I think, however, that you are as much into *** as my ex-boyfriend was because you've been doing this for most of your life. Perhaps you should go with your wife to marriage counseling, that is, if you want to stay with her. It's my opinion that your harping on wanting to watch her with another guy has turned her off to sex.
We can't always have what we want in life. My ex-boyfriend is sorry he lost me. And, I thought he was my soul mate, too. But, I realized that having endless *** and knowing he was always cheating on me just wasn't the way I wanted to live.
I would say that, because you've done this sort of thing for many years, you are unlikely to change, and that there's nothing inherently wrong with what you want. The problem is that you're married to someone who doesn't want the same thing and maybe you need to ask yourself how much you want to stay married to her. I take it you love her or you wouldn't be asking this question. The question is: do you love her enough to take her to marriage counseling and to discuss your situation with an objective party?
Wow Foxie....thanks for your response. Several good points, but I think I'll start with clearing up a couple misconceptions you may have after reading my post.
I don't feel I forced her to do anything she didn't want to. She had sex with Deb all on her own. She agreed that getting together with my friend was exciting, safe, discreet. She was so aroused during our sessions with him. It was her idea to get together with him the following night and again after we were married. All she had to do was say no. If there was something she wanted to try and I really didn't want to, I'd say no.

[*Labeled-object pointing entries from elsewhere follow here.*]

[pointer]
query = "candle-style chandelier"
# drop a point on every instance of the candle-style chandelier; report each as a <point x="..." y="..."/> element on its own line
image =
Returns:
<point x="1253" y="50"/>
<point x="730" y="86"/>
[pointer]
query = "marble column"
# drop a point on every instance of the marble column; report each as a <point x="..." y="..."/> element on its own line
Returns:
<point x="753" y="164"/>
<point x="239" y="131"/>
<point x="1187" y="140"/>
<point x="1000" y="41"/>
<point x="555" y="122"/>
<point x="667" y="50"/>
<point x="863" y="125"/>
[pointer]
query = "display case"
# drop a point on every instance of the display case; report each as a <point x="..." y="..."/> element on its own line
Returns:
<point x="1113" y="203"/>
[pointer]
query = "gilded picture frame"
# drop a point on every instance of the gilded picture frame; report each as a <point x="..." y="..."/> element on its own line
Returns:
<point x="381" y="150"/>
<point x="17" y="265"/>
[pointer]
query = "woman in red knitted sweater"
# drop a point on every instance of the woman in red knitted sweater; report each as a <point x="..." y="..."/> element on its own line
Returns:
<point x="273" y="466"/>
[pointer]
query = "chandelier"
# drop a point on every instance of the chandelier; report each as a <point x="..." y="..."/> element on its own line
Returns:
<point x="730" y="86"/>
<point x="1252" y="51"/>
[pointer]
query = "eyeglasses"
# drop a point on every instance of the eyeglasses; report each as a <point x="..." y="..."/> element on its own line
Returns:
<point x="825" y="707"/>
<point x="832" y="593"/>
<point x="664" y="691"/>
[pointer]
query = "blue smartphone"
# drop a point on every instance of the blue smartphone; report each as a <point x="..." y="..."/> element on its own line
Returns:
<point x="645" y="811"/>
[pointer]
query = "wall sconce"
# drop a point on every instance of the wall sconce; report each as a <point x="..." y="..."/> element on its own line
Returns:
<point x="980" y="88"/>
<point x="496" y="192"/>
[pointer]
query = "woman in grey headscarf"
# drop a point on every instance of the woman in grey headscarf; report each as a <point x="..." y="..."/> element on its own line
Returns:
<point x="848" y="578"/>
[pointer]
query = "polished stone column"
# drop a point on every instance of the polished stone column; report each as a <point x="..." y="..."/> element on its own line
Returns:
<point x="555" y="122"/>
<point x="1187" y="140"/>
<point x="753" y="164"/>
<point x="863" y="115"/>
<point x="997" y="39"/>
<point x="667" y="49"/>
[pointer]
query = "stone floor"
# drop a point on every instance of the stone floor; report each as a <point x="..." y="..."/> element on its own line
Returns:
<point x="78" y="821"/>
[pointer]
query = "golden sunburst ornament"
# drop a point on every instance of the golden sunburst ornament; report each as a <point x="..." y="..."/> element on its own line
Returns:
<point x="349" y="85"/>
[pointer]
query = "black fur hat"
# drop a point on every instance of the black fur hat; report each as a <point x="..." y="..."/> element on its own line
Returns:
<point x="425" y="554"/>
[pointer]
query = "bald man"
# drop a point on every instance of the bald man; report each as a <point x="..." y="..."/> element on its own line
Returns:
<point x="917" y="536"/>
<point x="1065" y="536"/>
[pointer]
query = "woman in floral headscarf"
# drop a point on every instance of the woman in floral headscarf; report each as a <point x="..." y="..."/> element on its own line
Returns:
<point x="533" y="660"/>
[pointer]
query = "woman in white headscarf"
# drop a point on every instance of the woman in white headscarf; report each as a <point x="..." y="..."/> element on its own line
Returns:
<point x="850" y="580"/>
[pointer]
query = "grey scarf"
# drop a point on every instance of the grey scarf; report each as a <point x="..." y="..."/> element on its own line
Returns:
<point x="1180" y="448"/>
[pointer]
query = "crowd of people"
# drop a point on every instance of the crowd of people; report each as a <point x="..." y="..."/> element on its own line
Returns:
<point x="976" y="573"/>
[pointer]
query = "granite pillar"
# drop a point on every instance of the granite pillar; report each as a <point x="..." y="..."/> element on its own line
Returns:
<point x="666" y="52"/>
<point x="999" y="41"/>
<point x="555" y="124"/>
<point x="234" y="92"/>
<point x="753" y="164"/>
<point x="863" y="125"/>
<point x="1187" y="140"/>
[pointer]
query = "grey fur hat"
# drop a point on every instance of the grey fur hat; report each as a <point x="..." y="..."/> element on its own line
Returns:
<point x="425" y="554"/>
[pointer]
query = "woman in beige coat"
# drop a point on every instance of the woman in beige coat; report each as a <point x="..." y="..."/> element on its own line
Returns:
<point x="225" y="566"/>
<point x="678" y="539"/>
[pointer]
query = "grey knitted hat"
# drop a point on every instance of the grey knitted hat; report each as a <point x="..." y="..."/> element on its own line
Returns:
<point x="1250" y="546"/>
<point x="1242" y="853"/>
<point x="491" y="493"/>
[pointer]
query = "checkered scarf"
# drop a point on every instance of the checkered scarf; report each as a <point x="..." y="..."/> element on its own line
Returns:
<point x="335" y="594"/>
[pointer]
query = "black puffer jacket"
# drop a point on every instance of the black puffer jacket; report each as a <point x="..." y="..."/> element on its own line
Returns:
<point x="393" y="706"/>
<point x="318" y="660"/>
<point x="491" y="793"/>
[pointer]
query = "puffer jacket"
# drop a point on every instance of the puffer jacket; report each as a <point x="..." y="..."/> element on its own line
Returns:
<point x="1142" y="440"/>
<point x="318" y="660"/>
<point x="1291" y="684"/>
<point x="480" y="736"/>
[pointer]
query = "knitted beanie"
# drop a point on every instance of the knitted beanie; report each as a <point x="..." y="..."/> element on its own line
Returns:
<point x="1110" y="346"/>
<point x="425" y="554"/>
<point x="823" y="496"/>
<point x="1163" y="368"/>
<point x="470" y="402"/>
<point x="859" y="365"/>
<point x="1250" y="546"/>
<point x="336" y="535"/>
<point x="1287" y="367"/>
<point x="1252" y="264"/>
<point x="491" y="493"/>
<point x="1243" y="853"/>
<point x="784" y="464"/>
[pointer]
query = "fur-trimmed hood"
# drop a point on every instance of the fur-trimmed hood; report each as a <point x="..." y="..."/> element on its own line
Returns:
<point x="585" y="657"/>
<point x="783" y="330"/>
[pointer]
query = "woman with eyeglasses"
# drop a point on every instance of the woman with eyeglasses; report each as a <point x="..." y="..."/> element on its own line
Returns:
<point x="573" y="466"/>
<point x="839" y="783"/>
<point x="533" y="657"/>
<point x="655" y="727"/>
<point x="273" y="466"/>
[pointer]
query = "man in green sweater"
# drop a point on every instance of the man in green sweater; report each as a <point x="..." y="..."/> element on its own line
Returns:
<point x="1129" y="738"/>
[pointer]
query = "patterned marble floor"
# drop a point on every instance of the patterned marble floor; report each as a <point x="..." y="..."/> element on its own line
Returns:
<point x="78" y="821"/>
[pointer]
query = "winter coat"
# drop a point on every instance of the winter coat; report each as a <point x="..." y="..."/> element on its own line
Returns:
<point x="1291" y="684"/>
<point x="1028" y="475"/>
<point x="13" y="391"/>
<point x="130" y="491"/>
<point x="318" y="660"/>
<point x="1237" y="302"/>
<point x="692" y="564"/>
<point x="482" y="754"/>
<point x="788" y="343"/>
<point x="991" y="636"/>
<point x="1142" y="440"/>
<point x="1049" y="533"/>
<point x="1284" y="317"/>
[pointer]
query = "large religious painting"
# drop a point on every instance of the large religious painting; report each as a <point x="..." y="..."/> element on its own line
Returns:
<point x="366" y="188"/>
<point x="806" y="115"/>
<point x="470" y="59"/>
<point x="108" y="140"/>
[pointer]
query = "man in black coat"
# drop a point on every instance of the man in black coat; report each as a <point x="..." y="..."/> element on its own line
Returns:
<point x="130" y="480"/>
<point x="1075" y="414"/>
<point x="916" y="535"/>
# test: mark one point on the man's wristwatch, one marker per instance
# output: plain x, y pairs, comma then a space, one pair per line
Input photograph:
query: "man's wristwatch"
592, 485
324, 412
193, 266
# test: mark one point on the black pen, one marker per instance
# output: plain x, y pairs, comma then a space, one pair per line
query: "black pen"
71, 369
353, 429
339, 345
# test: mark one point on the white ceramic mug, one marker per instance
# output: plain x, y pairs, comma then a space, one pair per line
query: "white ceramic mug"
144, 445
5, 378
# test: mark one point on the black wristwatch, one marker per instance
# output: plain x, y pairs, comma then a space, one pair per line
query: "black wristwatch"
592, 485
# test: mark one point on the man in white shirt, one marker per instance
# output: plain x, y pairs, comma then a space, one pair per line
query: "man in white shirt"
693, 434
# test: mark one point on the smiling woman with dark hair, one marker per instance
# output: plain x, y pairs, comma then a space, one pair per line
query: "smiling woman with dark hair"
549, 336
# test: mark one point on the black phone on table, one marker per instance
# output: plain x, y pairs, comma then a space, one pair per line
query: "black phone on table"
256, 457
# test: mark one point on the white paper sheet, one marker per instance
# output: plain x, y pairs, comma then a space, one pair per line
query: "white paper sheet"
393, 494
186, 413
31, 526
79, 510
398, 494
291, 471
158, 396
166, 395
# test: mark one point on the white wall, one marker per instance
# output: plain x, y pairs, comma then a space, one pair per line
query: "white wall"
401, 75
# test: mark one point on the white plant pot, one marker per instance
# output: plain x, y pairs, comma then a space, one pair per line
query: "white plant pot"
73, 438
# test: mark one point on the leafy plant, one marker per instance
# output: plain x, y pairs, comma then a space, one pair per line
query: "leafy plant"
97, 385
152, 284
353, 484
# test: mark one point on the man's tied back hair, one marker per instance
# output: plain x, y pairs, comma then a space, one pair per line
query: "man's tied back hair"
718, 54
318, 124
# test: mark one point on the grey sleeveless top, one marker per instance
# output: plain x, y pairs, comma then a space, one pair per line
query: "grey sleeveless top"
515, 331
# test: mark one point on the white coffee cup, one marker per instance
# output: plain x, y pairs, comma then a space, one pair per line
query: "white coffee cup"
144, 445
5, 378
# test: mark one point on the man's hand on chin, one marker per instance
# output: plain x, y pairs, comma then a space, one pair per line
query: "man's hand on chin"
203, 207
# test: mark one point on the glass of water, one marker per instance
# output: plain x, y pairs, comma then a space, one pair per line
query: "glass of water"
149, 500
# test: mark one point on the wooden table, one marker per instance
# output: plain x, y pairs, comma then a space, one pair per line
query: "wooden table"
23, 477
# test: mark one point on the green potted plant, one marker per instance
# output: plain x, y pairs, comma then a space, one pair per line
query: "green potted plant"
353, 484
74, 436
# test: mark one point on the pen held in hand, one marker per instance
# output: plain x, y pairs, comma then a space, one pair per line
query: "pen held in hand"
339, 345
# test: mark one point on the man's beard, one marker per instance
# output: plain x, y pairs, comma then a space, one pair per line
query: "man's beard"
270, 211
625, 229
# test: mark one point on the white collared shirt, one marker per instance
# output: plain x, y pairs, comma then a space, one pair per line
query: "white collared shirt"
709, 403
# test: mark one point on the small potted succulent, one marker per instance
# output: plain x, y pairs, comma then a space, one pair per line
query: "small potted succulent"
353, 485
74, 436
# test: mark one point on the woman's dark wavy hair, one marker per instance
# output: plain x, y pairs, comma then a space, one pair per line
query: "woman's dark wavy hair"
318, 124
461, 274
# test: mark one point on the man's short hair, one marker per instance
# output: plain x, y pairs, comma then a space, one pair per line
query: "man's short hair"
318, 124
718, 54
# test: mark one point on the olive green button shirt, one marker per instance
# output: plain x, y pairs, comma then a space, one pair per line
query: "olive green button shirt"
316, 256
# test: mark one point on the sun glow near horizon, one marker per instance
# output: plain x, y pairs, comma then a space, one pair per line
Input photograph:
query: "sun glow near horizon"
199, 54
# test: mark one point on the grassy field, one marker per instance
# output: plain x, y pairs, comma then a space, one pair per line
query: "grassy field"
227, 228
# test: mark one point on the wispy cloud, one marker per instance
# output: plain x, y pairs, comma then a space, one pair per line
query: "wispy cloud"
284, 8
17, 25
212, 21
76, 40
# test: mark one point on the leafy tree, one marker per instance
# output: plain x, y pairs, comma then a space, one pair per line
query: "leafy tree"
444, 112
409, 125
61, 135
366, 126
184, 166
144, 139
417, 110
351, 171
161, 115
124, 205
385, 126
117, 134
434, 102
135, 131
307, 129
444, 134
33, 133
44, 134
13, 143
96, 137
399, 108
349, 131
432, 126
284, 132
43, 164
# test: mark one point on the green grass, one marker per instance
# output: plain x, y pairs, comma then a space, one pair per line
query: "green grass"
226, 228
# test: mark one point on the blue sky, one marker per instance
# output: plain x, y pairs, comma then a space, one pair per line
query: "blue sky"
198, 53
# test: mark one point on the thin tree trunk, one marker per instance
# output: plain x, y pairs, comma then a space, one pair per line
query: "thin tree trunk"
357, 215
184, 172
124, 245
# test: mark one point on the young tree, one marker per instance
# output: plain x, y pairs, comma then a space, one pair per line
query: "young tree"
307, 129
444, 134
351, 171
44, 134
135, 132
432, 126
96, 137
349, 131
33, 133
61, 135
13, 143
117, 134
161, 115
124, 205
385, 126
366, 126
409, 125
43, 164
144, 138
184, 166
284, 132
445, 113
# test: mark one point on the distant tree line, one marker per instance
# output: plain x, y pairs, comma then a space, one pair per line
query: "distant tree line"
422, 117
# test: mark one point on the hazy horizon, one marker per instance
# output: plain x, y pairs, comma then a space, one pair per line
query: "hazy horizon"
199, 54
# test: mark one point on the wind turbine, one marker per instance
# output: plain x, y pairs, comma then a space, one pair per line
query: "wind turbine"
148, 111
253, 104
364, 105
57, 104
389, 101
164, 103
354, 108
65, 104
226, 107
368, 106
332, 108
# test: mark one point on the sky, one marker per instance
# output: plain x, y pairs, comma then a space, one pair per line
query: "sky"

I don't harp on this subject with her. In the last 5 years I may have mentioned it, in jest, maybe a half dozen times. I don't say things like "We need to find you a FWB" or "Can I watch you with him?" I am internalizing a lot and I'll bite my tongue before I let anything slip.
Yes, she has gained considerable weight since we've been married. Yes, I'm sure it bothers her....it does me. She's definitely not going to take off her clothes for anyone else. She is going through her change, but when we do make love she gets very wet and is multi orgasmic. The infrequent sessions do bother me. I ask her if it's me, and she says no......that it is her. I don't want to divorce her. I just wish I had my old wife back
Guys get married hoping his wife will never change.
Women get married hoping she can change her husband!